Notes d’hôtel (extraits)

Publié le par maya


77. UN NUAGE, un seul dans l’azur de ce juillet ; très rond, juste au-dessus de nos têtes, très brillant – nous suit, mon fils et moi, depuis un bon moment et s’arrête quand nous nous arrêtons, repart avec nous, sur cette crête du Mont Salève où nous marchons depuis l’aube. Et tandis que nous déjeunions, le nuage parfait, quasi à notre taille, touchait nos têtes et implosa en une heureuse rosée où mon fils, en permission exceptionnelle de son long internement, mêla nos pleurs.

78. ENTRE LILLE ET ROUBAIX, la voie ferrée taille dans les noires maisons de Fives. Et là, souvent, à toucher les gens dans leur cuisine, leur chambre, telle dame nue comme une vitrine de Rotterdam, tel jeune homme anxieux comme un personnage de Dostoïevski. Mais de l’autre côté du Rail, c’était le bidonville des Dondaines, et là sur un ancien fortin, un voilier de planches, cartons, toiles, où logeait une famille manouche. Ou encore cette vieille qui s’était fait pour demeure une poussette d’enfant retournée à sa taille de naine. Et ce russe qui vivait, entre des statues de Saint-Sulpice sur ses étagères, sans toit, mais derrière une porte, qu’il fermait avant de dormir.

79. LA FOULE, à l’époque ! d’une signature de poète dans une librairie de l’Odéon, et de cette foule s’élève une voix juchée sur un très vieil épouvantail au nom célèbre alors, Marcel Jouhandeau, hurlant à la cantonade et à mon oreille : - « Que vous êtes beau, chéri-i-i ! » Renversant tables et livres, je sautais dans la rue et, tournant le dos croyais-je pour toujours « aux parisiens », je sautais au Bourget dans l’avion pour Marseille et Paris.
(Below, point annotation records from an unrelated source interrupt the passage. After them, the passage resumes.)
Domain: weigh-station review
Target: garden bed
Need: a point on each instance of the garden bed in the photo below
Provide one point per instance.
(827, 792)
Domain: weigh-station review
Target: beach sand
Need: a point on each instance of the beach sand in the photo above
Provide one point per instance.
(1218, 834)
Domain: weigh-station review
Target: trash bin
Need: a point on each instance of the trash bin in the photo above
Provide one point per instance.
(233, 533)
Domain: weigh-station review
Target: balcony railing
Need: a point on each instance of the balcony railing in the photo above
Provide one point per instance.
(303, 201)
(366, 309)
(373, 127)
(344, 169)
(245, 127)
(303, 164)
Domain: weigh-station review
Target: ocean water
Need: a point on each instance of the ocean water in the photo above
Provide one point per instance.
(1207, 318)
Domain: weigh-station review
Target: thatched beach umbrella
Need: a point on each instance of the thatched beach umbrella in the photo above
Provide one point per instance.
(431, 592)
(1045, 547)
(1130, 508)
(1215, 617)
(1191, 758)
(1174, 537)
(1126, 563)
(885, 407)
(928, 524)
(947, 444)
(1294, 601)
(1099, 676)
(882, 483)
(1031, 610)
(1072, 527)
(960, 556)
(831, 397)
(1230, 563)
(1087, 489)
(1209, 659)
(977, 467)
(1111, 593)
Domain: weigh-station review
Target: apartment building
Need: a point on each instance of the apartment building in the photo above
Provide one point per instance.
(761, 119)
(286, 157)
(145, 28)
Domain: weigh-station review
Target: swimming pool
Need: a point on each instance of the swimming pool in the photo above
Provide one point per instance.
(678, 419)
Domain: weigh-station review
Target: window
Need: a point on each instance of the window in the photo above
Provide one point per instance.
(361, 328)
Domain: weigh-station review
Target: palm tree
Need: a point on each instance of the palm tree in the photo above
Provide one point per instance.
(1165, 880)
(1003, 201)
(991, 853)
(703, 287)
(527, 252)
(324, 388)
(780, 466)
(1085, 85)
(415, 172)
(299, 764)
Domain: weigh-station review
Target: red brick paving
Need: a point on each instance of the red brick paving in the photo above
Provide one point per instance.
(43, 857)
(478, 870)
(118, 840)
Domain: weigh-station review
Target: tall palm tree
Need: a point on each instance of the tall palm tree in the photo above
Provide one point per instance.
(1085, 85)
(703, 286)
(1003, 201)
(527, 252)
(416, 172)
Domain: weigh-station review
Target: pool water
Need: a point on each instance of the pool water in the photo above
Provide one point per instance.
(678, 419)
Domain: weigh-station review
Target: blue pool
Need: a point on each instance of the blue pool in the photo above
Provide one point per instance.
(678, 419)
80. LES VOSGES, cette année-là très enneigées, mais notre auberge n’a ni skis, ni raquettes, et tant pis, j’emmenais ma fille en bottes, par les sentiers forestiers. Quand survient une tempête de neige, il faut rentrer, par des prairies, mais nous n’y voyons rien. Et puis, un énorme, de sa masse de laine enneigée, bélier de s’improviser notre guide, et ma fille à peine douze ans, déjà nous voyait doublement perdus. Marchant, tant pis derrière le bélier, dans ses foulées, nous arrivons à une ferme qui nous apprend qu’elle est celle-là même où est né mon grand-père, à Labaroche, près d’Orbey, et où il n’est jamais revenu, ni aucun de ses descendants, sauf la petite métisse et son père voyageur.